Severe-weather forecasts continue as Ohio cleans up


Associated Press

DAYTON

People from Kansas to Pennsylvania picked up the pieces from a swarm of tornadoes and braced for more twisters Wednesday amid a record-breaking stretch of violent weather.

Multiple tornado warnings were issued for New Jersey and Pennsylvania. At least three tornadoes were confirmed Tuesday in Pennsylvania.

Tuesday marked the 12th-straight day that at least eight tornadoes were reported to the National Weather Service. The previous record for consecutive days with that many tornadoes was an 11-day stretch in 1980.

The weather service website showed at least 27 reports of tornadoes Tuesday, most in Kansas and Missouri but also in Pennsylvania and Illinois.

In Ohio, tens of thousands of residents were without power or water Wednesday in the aftermath of at least eight tornadoes that spun across the state Monday. One person was killed and more than 140 injured.

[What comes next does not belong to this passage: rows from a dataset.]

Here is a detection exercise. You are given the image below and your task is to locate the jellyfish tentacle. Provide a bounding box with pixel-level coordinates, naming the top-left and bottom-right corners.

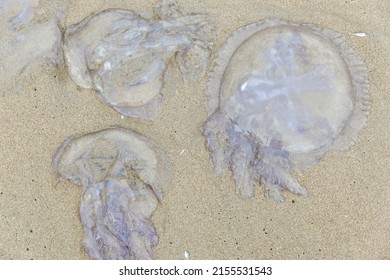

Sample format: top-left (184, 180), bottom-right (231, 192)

top-left (230, 129), bottom-right (255, 198)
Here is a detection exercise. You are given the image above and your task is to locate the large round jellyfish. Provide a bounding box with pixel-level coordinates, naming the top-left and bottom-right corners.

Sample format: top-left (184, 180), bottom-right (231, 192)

top-left (53, 128), bottom-right (170, 259)
top-left (203, 20), bottom-right (369, 201)
top-left (64, 1), bottom-right (210, 119)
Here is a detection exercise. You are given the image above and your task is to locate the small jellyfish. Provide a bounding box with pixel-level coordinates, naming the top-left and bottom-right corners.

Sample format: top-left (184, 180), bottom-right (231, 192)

top-left (0, 0), bottom-right (66, 81)
top-left (64, 1), bottom-right (210, 119)
top-left (53, 128), bottom-right (170, 259)
top-left (203, 20), bottom-right (369, 201)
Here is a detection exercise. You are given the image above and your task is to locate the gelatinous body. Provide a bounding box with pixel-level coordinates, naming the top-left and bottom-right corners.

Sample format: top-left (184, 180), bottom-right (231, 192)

top-left (53, 128), bottom-right (170, 259)
top-left (0, 0), bottom-right (66, 81)
top-left (64, 1), bottom-right (209, 119)
top-left (204, 20), bottom-right (369, 201)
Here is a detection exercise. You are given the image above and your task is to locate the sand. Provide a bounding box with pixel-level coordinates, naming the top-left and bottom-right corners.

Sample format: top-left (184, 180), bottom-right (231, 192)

top-left (0, 0), bottom-right (390, 259)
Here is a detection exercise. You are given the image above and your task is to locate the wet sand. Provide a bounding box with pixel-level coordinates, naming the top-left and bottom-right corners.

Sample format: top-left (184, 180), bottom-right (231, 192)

top-left (0, 0), bottom-right (390, 259)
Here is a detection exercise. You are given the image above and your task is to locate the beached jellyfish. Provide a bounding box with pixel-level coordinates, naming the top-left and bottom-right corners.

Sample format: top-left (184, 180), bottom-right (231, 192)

top-left (0, 0), bottom-right (67, 81)
top-left (64, 1), bottom-right (210, 119)
top-left (203, 20), bottom-right (369, 201)
top-left (53, 128), bottom-right (170, 259)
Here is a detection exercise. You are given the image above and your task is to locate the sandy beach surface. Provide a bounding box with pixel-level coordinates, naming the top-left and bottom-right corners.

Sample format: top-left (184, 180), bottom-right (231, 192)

At least 60,000 people lacked water service in the Dayton area, where ice and water distribution centers were set up. A utility said power had been returned to some 35,000 customers Wednesday, but tens of thousands still were awaiting restoration.

Gov. Mike DeWine declared an emergency in three hard-hit counties, allowing the state to bypass purchasing requirements to speed up delivery of essentials like water and generators.

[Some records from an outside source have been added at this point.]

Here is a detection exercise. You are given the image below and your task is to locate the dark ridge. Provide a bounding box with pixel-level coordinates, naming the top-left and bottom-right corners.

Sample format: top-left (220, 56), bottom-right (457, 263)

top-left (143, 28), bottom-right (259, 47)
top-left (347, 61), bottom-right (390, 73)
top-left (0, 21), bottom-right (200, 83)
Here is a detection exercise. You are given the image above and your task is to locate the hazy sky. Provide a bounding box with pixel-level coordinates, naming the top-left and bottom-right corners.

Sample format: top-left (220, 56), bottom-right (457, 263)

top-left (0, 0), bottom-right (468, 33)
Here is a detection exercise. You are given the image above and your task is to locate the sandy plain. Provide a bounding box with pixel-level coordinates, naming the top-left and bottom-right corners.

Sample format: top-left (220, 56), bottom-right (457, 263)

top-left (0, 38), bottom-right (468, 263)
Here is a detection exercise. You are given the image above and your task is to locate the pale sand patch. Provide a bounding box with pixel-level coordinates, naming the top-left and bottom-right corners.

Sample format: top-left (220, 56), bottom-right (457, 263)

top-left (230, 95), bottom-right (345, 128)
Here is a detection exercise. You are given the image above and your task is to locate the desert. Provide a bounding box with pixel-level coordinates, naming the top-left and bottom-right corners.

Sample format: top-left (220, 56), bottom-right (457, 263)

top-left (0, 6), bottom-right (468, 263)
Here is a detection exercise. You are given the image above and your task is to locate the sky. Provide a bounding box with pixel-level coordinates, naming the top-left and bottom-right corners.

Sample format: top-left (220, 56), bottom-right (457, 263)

“We get our share,” DeWine told President Donald Trump on Tuesday, responding to the president’s remark in a personal call that he didn’t think of Ohio when he thought of tornadoes.

“Whatever we have to do, we’ll do,” Trump told the governor. “We’ll take good care of you.”

For Dayton resident Mike Harrington, Monday’s storms brought back memories of one of the state’s worst disasters. That happened on April 3, 1974, when one of the most violent tornadoes ever recorded struck Xenia, Ohio, 15 miles east of Dayton, killing 32 people and nearly wiping the city off the map.

Harrington, now 63, survived that 1974 storm, riding it out in a pitch black locker room at his high school where his track coach rushed athletes caught by the storm during practice.

On Monday, memories of that disaster came racing back as he stood outside his home near Dayton watching the lightning in the clouds and a cellphone alert told him to take cover immediately.

This time a twister roared through about 10 minutes from his house, one of at least three powerful storms that caused widespread damage in the Dayton area.

At the church in Vandalia, where Harrington works as a multimedia specialist, the steeple was toppled and the building is so beat up that it may have to be torn down.